Literarische Autorschaft erscheint hier allgemein als Quelle (oder Folge?) eines pathologisch übersteigerten Narzißmus, das Schreiben als monströses Aufblasen des Schriftsteller-Ichs, neben dem reale menschliche Beziehungen keinen Raum haben. Noch einmal potenziert wird dieser Größenwahn im Verleger Guggeis, der sich in langen Monologen als Urheber gleich einer ganzen literarischen Kultur versteht, als Super-Autor mit dem Verlagsprogramm als Opus magnum. Hier wird dann tatsächlich das singuläre Vorbild Siegfried Unseld als Typus bedeutsam.

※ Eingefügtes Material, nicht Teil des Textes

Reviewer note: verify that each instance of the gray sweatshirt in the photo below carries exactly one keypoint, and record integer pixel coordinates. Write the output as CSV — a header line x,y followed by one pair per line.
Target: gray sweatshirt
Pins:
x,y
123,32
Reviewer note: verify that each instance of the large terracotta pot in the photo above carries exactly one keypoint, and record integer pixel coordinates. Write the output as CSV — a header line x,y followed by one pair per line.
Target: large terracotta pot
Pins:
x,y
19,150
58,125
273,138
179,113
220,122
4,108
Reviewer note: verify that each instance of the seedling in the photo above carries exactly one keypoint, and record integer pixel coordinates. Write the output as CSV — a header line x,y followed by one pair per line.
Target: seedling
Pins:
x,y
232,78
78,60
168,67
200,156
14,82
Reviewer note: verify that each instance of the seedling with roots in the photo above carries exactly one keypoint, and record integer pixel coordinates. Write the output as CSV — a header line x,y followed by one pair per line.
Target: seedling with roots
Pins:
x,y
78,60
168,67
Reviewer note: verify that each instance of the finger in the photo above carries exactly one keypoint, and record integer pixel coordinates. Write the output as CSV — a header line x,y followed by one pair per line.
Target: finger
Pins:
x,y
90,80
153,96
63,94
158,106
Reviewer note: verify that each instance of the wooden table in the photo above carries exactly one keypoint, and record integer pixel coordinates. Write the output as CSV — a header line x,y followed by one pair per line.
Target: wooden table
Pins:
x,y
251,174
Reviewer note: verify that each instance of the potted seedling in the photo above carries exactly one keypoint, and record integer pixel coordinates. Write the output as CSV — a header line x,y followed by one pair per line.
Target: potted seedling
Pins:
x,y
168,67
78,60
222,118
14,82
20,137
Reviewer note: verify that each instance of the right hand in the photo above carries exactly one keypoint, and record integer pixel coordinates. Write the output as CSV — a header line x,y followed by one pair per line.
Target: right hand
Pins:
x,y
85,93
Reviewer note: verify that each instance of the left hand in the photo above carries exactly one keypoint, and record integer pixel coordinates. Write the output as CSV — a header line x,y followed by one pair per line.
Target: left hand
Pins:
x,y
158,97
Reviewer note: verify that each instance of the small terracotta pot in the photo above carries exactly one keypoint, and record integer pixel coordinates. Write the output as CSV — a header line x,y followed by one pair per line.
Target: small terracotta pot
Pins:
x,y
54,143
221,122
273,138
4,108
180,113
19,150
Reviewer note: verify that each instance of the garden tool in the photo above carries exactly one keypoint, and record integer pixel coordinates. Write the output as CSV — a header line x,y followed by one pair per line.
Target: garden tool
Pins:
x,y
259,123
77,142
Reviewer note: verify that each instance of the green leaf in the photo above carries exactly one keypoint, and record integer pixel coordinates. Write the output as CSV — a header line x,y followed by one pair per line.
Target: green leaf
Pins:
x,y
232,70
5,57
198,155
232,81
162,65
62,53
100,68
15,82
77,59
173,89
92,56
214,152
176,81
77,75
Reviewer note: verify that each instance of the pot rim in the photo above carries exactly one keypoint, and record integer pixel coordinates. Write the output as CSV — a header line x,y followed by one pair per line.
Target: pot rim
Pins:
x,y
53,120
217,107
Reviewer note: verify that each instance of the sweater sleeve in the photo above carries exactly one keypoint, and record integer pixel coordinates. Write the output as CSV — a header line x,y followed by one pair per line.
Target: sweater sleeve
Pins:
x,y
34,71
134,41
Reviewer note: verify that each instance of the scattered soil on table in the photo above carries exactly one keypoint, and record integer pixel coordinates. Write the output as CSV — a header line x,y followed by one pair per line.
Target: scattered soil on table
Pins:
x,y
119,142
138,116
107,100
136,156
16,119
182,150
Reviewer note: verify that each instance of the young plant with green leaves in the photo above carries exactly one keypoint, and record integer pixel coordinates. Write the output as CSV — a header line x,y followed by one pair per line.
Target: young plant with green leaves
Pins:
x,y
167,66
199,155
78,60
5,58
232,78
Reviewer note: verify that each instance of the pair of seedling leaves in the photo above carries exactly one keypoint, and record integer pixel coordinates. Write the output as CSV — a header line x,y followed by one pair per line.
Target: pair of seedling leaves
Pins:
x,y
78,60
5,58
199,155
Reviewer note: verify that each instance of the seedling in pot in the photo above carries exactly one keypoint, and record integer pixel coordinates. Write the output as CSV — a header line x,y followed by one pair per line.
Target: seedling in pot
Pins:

Das ist nicht auf die Literatur beschränkt. In "Sturm" verkörpert der Architekt Hant diese künstlerische Omnipotenzphantasie, die dort noch viel deutlicher in die Nähe zur deutschen Katastrophengeschichte, zu Weltmachtstreben und Vernichtungswillen gerückt wurde. Hier sind die Hinweise zunächst versteckter: Beatrice, eine zweite Geliebte des Schriftstellers in der Rahmenhandlung, ist Psychohistorikerin und forscht über die fortwirkenden Pathologien der deutschen Moderne - und dann auch ihres Liebhabers. Das Kindheitsdrama aus doppelter Feder wiederum spielt auf jenem Reitbauerngut unterhalb Wolfeggs, dessen Geschichte Bernhards "Auslöschung" erzählt. In "Fall" hatte sich Voigtländer eine Kindheit als einfacher, aber begabter Pächtersohn fingiert, der von der "Gnädigen" (der Mutter Muraus) und deren Geliebten, dem "italienischen Priester" Spadolini, protegiert und aufs ferne Stiftsinternat geschickt wurde.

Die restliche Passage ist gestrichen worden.